Earlier known as Shukra Capitals Limited, it acquired its present Name
on September 09, 1997. Company is having well developed land, building,
plant and machinery at the Special Economic Zone (SEZ) near Surat in
Gujarat for the manufacturing project. Polished diamonds and gold
jewellery are sold in the domestic as well as the export markets.
The registered office is located at Chirag Industrial Complex, 39/40,
Gold Industrial Estate, Somnath Road, Daman & Diu  396210 (UT). The
Corporate office of the company is situated at Opera House, Mumbai.
1. Accounting Policies
1.1 Basis of preparation of financial statements :- These financial
statements are prepared in accordance with Indian Generally Accepted
Accounting Principles (GAAP) under the historical cost convention on
the Accrual basis except for certain financial instruments which are
measured at fair values. GAAP comprises mandatory Accounting Standards
specified under Section 133 of the Companies Act, 2013 read with Rule 7
of the Companies (Accounts) Rules, 2014 and guidelines issued by the
Securities and Exchange Board of India (SEBI). Accounting Policies have
been consistently applied except where a newly issued accounting
standard is initially adopted or a revision to an existing accounting
standard requires a change in the accounting policy hitherto in use.
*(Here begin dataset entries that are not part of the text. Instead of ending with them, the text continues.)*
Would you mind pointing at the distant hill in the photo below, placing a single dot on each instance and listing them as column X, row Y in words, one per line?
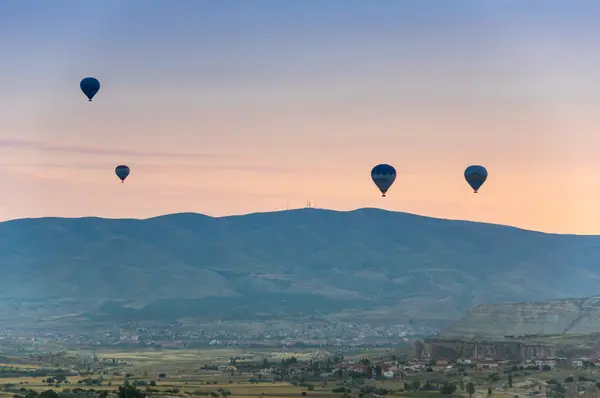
column 528, row 320
column 290, row 263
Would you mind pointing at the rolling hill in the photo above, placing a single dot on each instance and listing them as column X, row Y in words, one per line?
column 289, row 263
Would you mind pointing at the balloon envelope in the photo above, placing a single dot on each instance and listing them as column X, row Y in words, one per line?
column 383, row 176
column 90, row 87
column 475, row 176
column 122, row 172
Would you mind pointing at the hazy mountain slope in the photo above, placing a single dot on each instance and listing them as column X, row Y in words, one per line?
column 281, row 262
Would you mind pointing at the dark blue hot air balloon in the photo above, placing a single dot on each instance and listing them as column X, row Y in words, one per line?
column 122, row 172
column 383, row 176
column 90, row 87
column 475, row 176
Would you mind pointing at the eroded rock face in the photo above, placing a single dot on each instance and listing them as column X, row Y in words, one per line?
column 527, row 320
column 506, row 350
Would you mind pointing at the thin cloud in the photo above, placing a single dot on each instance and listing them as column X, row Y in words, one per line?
column 42, row 146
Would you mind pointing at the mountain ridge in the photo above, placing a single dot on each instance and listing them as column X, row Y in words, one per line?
column 368, row 261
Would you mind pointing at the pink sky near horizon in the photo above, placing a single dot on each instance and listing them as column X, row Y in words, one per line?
column 525, row 106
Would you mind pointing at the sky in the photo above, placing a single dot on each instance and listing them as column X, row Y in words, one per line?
column 230, row 107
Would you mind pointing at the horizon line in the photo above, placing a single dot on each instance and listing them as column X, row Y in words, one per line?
column 300, row 209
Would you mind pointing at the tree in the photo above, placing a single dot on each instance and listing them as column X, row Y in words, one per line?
column 130, row 391
column 470, row 389
column 378, row 372
column 48, row 394
column 448, row 388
1.2 Use of estimates:- The preparation of the financial statements, in
conformity with GAAP requires management to make estimates and
assumptions that affect the reported balances of assets and liabilities
disclosures relating to contingent liability as at the date of
financial statements and reported amounts of income and expenses during
the period.
Accounting estimates could change from period to period. Actual results
could differ from those estimates. Appropriate changes in estimates are
made as the Management becomes aware of the changes in circumstances
surrounding the estimates. Changes in estimates are reflected in the
financial statements in the period in which changes are made and, if
material, their effects are disclosed in notes to the financial
statement.
1.3 Revenue Recognition :- Revenue is primarily derived from sale of
Gems and Jewellery items. In appropriate circumstances, revenue is
recognized when the significant risks and rewards of ownership of the
goods are transferred to the customers and no significant uncertainty
as to determination or realization exists. Expenses and income
considered payable and receivable respectively are accounted for on
accrual basis except retirement benefits which cannot be determined
with certainty during the year.
1.4 Fixed Assets :- Fixed assets are stated at their original cost of
acquisition including taxes, freight and other incidental expenses
related to acquisition and installation of the concerned assets less
depreciation till date and impairment, if any.
1.5 Depreciation :- Depreciation on Fixed Asset is provided on Written
down value method till date on the WDV of fixed assets, based on the
useful life of the assets as prescribed in Schedule II to the Companies
Act, 2013. Further, in case of addition, depreciation has been provided
on pro-rata basis commencing from the date on which the asset is
commissioned.
1.6 Investments :- Investments are either classified as Current or Long
term investments based on Management's intension at the time of
purchase. Long term Investments are stated at their cost. Current
investments are carried at the lower of cost and fair value of each
investment individually.
1.7 Inventories :- Inventories are valued as under:- Polished Diamonds
: Valued at cost or realizable value whichever is less. Gold : Valued
at cost or realizable value whichever is less.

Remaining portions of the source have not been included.